I had a similar experience yesterday with a paying customer. Something they broke, by messing with things they shouldn't have been messing with netted them two storage arrays (about 5TB of storage) that no longer had any useful data on them.
All because they wanted to save a few hundred dollars and not call the vendor, us!
Well, we've been billing at $275/hour for the past two days to fix their money saving service activity and when we are done, they'll have to recover from tape.
Of course, they want things done yesterday, complaining about the response, citing their contract. I just remind them, as politely as possible that this is a mess of their own creation, not covered by the contract, and that I can concentrate on finding a solution much better and probably faster if my phone doesn't ring every 5 minutes by some new manager calling me.

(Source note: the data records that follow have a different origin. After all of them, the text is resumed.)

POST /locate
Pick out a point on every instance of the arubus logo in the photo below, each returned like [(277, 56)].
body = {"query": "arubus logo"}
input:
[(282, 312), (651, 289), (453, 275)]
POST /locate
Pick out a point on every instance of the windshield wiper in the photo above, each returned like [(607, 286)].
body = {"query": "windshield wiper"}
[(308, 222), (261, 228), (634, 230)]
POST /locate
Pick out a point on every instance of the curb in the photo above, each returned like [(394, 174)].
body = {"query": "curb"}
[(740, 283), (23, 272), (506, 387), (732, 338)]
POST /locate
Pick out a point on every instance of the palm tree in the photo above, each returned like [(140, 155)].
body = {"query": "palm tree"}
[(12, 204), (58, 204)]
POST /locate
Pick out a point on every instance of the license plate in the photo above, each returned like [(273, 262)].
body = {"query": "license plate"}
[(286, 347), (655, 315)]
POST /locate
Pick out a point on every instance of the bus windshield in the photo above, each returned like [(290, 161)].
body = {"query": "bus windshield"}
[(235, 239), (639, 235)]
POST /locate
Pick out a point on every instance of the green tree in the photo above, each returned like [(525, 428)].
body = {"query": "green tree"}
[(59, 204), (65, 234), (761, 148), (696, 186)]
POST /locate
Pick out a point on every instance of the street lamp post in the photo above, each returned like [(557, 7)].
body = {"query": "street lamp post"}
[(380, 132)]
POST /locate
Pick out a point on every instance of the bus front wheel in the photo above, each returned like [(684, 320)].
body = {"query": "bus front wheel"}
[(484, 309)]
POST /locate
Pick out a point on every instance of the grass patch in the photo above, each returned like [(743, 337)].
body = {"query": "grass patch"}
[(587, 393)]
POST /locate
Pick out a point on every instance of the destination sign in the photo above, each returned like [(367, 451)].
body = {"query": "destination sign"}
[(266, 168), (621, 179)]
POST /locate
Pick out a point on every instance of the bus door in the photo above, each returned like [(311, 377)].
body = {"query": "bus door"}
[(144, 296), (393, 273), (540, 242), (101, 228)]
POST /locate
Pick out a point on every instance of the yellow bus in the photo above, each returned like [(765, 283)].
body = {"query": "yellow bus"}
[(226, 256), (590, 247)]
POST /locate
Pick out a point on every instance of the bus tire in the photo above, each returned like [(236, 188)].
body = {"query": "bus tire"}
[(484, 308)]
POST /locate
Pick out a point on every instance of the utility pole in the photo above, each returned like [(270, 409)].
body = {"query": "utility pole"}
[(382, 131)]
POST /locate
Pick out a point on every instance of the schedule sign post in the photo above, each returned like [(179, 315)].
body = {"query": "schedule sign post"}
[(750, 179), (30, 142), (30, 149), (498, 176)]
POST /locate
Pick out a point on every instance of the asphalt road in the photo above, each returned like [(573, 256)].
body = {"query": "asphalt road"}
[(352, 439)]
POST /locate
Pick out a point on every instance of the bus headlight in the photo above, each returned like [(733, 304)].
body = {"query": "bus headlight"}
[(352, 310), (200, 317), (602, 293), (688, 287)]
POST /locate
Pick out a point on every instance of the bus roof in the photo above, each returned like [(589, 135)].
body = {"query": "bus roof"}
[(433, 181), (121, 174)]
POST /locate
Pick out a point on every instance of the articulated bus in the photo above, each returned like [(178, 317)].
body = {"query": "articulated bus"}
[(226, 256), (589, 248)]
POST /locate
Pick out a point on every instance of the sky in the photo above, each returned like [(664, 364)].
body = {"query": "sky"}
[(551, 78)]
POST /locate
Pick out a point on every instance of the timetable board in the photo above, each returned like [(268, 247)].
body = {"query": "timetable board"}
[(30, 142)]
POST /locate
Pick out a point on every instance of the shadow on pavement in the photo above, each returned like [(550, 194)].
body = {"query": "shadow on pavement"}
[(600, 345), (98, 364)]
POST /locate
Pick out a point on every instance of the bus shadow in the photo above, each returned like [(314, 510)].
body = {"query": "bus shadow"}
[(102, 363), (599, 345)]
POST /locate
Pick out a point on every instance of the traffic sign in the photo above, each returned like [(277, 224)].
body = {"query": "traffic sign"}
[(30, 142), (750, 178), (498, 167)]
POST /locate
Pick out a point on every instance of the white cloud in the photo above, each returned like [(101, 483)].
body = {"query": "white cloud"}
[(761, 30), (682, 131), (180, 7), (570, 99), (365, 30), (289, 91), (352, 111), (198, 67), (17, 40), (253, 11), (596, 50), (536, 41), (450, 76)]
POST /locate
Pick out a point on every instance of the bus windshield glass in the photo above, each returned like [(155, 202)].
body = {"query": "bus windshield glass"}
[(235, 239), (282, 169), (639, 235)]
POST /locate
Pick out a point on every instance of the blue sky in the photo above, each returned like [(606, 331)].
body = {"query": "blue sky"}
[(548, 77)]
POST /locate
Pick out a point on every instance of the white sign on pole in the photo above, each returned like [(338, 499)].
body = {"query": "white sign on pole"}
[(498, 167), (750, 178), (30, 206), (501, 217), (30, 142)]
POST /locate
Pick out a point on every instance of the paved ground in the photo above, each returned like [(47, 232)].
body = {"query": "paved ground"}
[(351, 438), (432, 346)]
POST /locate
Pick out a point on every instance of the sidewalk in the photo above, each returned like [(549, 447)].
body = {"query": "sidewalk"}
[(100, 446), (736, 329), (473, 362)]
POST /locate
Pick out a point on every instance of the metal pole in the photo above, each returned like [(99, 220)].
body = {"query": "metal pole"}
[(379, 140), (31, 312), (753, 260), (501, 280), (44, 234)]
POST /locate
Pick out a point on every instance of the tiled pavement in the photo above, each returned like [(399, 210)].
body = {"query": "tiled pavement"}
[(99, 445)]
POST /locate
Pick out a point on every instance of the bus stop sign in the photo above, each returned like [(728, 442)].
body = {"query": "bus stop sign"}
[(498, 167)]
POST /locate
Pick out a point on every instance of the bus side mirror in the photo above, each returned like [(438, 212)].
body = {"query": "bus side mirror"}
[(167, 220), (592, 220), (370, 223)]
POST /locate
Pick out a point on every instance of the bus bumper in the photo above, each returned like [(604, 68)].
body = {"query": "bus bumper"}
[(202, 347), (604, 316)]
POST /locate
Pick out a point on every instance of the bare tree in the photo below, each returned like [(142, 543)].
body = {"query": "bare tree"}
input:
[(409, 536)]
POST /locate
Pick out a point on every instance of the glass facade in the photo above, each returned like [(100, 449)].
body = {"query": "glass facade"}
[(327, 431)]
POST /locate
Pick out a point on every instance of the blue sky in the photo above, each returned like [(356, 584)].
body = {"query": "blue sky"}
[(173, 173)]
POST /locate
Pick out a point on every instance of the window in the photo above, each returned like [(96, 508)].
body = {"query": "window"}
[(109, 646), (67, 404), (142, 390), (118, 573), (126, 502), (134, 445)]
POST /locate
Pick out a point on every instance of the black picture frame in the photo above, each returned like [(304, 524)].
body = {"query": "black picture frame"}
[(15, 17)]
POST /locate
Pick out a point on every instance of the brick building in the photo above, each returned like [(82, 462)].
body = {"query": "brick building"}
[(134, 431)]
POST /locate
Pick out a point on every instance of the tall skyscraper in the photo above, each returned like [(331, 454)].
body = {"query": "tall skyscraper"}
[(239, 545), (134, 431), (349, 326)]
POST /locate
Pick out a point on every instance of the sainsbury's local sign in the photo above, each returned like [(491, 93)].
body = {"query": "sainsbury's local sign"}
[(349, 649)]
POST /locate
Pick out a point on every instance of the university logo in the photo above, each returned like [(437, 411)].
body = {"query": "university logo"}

Originally Posted By: simple_gifts
Quote:
Lastly, how do you guys deal with those people that become overwhelmed and defensive with anything computer related?
Perhaps you need to frame their situation differently... Do the work and use general terms to explain what you are doing. I have the downfall of explaining exactly what the issue; I need to stick to something like: You have issues with the security of your computer. We need to work thru the issues to get you back running correctly. I'm going to need to do several things.... and so on. Using "We" usually helps, connoting a team effort. When someone crashes in and starts mucking with the "P" of a PC, people can get territorial.
If not...
do the minimum, pack up, leave; identify more appreciate pro-bono candidates.
It may be abrupt but doing $50-$75/hr work (for free) that is occasionally aggravating enough without additional emotional stress.
I work in IT (don't do PC work) and have spent 10s of HOURS fixing people's computers and educating them. When my advice is not heeded it smacks of a professional insult, and consequences of not heeding my advice are no crisis in my mind.